Photoshop starten kann ich ja auch nicht mehr gerade weil das Volumen voll ist...
Kann mir jemand verraten was ich da machen kann?


----------



## sheel (9. November 2013)

Hi

wie voll sind RAM und Festplatte (die Partition, wo PS installiert ist)?


----------



## Andre267 (9. November 2013)

Von 8GB Ram sind 2,50 ständig ausgelastet.
Die Partition wo PS installiert ist hat noch 82GB von 371GB.
Ich habe glaube ich die Patiton wo PS die Auslagerungsdateien hin geschrieben hat eingeschränkt in dem ich gestern oder vorgestern die Auslagerungsdateien von Windows noch da hin gemacht habe.

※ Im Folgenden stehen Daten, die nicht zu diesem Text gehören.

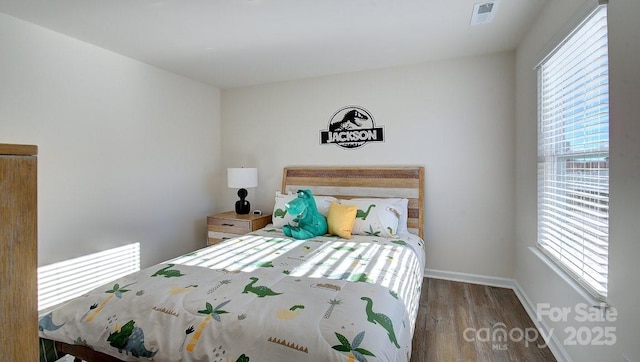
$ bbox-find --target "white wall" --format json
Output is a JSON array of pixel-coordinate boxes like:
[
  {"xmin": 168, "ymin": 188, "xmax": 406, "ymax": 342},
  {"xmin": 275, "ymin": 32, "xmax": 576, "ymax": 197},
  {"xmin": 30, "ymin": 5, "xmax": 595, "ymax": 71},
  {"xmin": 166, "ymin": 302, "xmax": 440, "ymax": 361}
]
[
  {"xmin": 515, "ymin": 0, "xmax": 640, "ymax": 361},
  {"xmin": 220, "ymin": 53, "xmax": 515, "ymax": 278},
  {"xmin": 0, "ymin": 14, "xmax": 220, "ymax": 266}
]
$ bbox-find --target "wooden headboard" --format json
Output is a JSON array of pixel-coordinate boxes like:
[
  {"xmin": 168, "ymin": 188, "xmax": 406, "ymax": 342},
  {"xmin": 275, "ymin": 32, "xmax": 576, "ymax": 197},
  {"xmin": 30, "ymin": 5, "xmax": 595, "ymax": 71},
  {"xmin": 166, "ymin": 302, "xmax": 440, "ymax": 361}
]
[{"xmin": 282, "ymin": 166, "xmax": 424, "ymax": 239}]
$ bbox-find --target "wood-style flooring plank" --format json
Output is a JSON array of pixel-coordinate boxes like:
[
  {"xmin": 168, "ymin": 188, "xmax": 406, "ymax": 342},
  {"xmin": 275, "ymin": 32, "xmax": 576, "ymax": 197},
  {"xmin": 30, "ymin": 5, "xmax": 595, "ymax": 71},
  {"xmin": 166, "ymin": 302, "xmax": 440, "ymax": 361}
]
[{"xmin": 411, "ymin": 278, "xmax": 556, "ymax": 362}]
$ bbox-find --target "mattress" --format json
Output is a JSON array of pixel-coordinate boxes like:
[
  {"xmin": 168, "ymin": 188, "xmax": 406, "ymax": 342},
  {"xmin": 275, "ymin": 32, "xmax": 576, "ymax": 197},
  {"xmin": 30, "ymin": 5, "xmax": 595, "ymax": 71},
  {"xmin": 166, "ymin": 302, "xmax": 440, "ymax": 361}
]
[{"xmin": 40, "ymin": 227, "xmax": 425, "ymax": 361}]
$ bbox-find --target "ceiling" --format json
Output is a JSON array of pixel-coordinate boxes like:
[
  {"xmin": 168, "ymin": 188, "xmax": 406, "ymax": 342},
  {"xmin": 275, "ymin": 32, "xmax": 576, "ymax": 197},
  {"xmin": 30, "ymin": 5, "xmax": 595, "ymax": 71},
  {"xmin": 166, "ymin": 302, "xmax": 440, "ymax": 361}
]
[{"xmin": 0, "ymin": 0, "xmax": 547, "ymax": 89}]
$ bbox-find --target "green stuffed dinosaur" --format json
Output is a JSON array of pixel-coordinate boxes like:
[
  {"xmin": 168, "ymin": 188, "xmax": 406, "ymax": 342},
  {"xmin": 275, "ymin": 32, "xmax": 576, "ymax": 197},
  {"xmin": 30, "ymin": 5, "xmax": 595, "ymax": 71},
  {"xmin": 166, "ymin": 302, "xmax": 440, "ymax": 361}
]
[{"xmin": 282, "ymin": 190, "xmax": 327, "ymax": 239}]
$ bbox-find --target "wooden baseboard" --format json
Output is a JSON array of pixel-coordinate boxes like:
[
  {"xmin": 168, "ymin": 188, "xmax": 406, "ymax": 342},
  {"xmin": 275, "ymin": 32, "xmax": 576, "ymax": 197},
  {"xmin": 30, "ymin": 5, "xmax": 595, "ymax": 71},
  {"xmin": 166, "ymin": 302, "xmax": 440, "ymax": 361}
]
[{"xmin": 424, "ymin": 269, "xmax": 571, "ymax": 362}]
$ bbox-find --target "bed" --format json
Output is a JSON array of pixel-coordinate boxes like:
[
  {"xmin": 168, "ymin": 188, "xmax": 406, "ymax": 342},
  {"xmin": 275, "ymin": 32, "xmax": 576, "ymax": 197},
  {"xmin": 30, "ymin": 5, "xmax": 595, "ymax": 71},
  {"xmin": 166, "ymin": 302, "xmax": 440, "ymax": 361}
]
[{"xmin": 40, "ymin": 167, "xmax": 425, "ymax": 362}]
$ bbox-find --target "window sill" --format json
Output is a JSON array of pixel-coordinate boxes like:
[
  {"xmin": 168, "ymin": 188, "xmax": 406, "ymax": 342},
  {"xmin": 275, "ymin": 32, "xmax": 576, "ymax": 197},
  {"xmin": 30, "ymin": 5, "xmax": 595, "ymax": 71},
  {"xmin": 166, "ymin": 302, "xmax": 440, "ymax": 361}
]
[{"xmin": 529, "ymin": 246, "xmax": 607, "ymax": 307}]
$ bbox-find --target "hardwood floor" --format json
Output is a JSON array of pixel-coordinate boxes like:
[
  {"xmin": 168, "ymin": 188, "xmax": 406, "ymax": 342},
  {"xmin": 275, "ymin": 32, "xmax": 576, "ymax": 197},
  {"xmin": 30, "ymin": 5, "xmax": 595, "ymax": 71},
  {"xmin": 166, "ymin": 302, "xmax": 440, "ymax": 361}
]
[{"xmin": 411, "ymin": 278, "xmax": 556, "ymax": 362}]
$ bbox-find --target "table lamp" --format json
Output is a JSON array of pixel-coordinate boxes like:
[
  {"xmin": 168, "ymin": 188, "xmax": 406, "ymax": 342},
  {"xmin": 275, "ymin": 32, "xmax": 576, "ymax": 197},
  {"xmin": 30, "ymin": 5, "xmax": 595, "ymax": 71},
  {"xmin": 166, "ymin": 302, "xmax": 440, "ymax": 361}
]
[{"xmin": 227, "ymin": 167, "xmax": 258, "ymax": 215}]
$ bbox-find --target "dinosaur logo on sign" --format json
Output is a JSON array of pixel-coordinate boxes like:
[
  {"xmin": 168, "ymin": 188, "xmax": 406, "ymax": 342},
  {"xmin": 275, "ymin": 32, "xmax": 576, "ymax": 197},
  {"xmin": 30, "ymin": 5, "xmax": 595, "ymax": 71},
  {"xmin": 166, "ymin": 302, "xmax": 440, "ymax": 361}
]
[{"xmin": 320, "ymin": 106, "xmax": 384, "ymax": 149}]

Das habe ich auch mal zur Probe wieder rückgängig gemacht, aber es wollte nicht gehen. (selbe Meldung wie ehh und je)...


----------



## Sneer (9. November 2013)

Du kannst im Taskmanager mal nach der Datei "dllhost.exe" in den Prozessen suchen und beenden, falls sie auffallend viel RAM verwendet. Oder einfach ein Frühjahrsputz machen  und die Festplatte aufräumen, defragmentieren, auf Fehler überprüfen, Systemstart-Programme prüfen etc.


----------



## Jan-Frederik Stieler (9. November 2013)

Hi,
in PS kannst du wenn das auftaucht und du z.B. nicht mehr abspeichern kannst auch über „Bearbeiten>Entleeren“ verschiedene zwischengespeicherte Bereiche von PS leeren. Hilft leider aber nur bedingt wenig da PS halt einen recht großen Speicher auf der Festplatte benötigt. Dein RAM wird wohl weniger das Problem sein.
Auch wenn du noch 82GB frei hast kann es ja sein das diese während PS läuft voll gefüllt werden.
Grundsätzlich sollte man wenn man oft und auch mit großen PS Daten arbeitet PS eine eigene Partition einrichten.

Viele Grüße


----------



## Andre267 (9. November 2013)

Hat sich erledigt...
Ich habe die Auslagerungsdateien von Windows noch mal aus gemacht die partition formatiert und zack es läuft wieder. 

Danke für eure Hilfe Jungs.
Ihr seit gute Menschen.


----------